From Our Correspondent
Guwahati: The Assam government has told the state Assembly that the Chief Minister’s residence atop Koinadhara Hills at Khanapara in Guwahati city bordering Meghalaya lies within the territory of Assam.
Assam Minister of State for Border Areas, Siddique Ahmed, informed this in the House in a written reply to a question on the issue.
He also informed that over 80,000 hectares of Assam territory was under illegal possession of five neighboring states of Nagaland, Arunachal Pradesh, Mizoram, Meghalaya and Tripura.
The encroached lands are in 14 districts of Assam — Tinsukia, Sivasagar, Jorhat, Golaghat, Kamrup Metropolitan, Kamrup, Goalpara, Sonitpur, Lakhimpur, Dhemaji, Karbi Anglong, Cachar, Hailakandi and Karimganj.
Over 59,000 hectares have been encroached by Nagaland followed by 15,000 hectares by Arunachal Pradesh and the rest by the three other states, Ahmed said.
The minister added that Assam had already approached the Supreme Court to get back its land occupied by Nagaland and Arunachal Pradesh. He said efforts were on by Revenue and Forest departments to evict the encroachers.

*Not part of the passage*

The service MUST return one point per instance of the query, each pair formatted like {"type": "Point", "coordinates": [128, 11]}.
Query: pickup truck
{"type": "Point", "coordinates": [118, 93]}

The minister also tried to put to rest the controversy over the Chief Minister’s official residence at Koinadhara hillock in Guwahati by saying that it was well within the territory of Assam.
The Chief Minister’s residence had hogged headlines recently after Meghalaya legislator Paul Lyngdoh claimed in the Meghalaya Assembly that it falls within a disputed area and the land belonged to Meghalaya. The legislator had also demanded that Assam Chief Minister Tarun Gogoi should be asked to either vacate his official residence or pay house rent for it to the Meghalaya government.